Иногда — впрочем, очень редко — они существуют отдельно, не смешиваясь, например:
Звуки шепотом журчат
Сладострастной речи…
Обнаженные дрожат
Груди, руки, плечи.
Звуки все напоены
Негою лобзаний,
Звуки воплями полны
Страстных содроганий…
А с другой стороны:
Значит, просто все хоть брось…
Оченно уж скверно!
Доля ж, доля ты моя,
Ты лихая доля!..
Но в целом почти по всему стихотворению происходит смешение двух голосов, когда трудно отделить их один от другого, когда в совершенно фольклорный текст вмешивается музыкальный термин «квинта», или, наоборот, в интеллигентскую фразу — просторечие:
Что за дело? ты моя!
Разве любит он, как я?
Нет — уж это дудки!
Смешиваются и приемы: в духе параллелизма народной песни строится литературный голос героя, а романтический оксюморон «Ты слиянье грусти злой // С сладострастьем баядерки» влияет на создание подобного же контраста в просторечии — «Буйного похмелья, // Горького веселья».
Народное просторечие могуче вторгается в литературный стиль, разливается на многие куплеты «сплошняком» и придает стихотворению совершенно новый вид, не известный ранее в русской литературе.
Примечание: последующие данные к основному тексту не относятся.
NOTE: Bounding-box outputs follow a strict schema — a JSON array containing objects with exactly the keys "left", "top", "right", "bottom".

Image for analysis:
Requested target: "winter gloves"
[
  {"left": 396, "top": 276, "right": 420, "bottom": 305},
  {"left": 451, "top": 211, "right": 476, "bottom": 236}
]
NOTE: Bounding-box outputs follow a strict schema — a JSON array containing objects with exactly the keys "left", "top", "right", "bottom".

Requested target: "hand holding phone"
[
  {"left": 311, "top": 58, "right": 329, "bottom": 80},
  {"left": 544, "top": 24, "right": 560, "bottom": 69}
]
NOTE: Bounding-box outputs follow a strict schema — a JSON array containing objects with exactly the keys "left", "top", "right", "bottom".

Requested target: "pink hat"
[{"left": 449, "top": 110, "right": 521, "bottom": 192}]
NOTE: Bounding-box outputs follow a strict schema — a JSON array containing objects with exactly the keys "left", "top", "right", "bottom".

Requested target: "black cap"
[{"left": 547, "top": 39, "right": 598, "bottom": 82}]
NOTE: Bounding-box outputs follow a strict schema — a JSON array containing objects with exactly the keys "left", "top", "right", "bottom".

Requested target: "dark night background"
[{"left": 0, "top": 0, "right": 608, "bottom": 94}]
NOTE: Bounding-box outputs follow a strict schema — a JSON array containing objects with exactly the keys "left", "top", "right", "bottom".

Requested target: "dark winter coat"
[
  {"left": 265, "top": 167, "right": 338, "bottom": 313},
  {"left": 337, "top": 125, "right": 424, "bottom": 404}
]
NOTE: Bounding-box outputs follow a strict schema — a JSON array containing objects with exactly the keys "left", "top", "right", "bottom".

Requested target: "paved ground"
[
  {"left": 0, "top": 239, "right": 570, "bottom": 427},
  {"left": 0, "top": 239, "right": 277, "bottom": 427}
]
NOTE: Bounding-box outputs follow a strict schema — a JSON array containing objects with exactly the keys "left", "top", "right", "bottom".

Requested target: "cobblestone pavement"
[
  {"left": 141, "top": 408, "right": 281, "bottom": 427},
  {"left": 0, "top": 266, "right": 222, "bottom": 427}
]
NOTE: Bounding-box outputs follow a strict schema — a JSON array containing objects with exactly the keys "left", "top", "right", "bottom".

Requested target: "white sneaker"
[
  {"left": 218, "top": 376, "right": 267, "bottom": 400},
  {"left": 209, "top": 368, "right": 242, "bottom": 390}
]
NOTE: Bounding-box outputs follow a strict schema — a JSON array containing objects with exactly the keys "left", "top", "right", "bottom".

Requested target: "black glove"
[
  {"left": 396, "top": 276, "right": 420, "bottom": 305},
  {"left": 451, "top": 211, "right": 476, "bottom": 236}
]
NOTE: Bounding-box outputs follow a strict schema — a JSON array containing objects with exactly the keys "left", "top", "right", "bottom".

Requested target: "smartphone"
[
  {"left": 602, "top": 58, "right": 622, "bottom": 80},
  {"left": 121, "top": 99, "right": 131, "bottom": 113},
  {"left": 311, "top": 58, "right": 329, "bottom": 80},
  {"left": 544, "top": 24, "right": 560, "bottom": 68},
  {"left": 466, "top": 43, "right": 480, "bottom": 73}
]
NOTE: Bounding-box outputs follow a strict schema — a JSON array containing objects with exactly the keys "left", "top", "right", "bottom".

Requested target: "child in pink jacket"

Ведь даже Кольцов, при всей его глубокой народности, все-таки очищал свой стиль, избегал просторечия, вульгарных идиом. А Григорьев «стоны музыки» соединяет с «плюнь да пей», «Доля ж, доля ты моя» — с «Оченно уж скверно!» и т. д. (Следует отметить, что стилистическая и лексическая смелость была всегда присуща Григорьеву, вспомним его неоднократные сравнения петербургских белых ночей с «язвой гнойной».) Кажется, что нет предела его стилевому размаху, и народная речь, как и интеллигентская, оказывается у него удивительно многопластной, от строк фольклорной песни до грубоватых ругательств. Резкие смены настроений и стилей хорошо сочетаются с ритмическими перебоями, со сменой длины строк (то есть с изменением количества стоп и слогов) и даже со сменой стоп, размеров (в двусложный хорей вторгается трехсложный анапест).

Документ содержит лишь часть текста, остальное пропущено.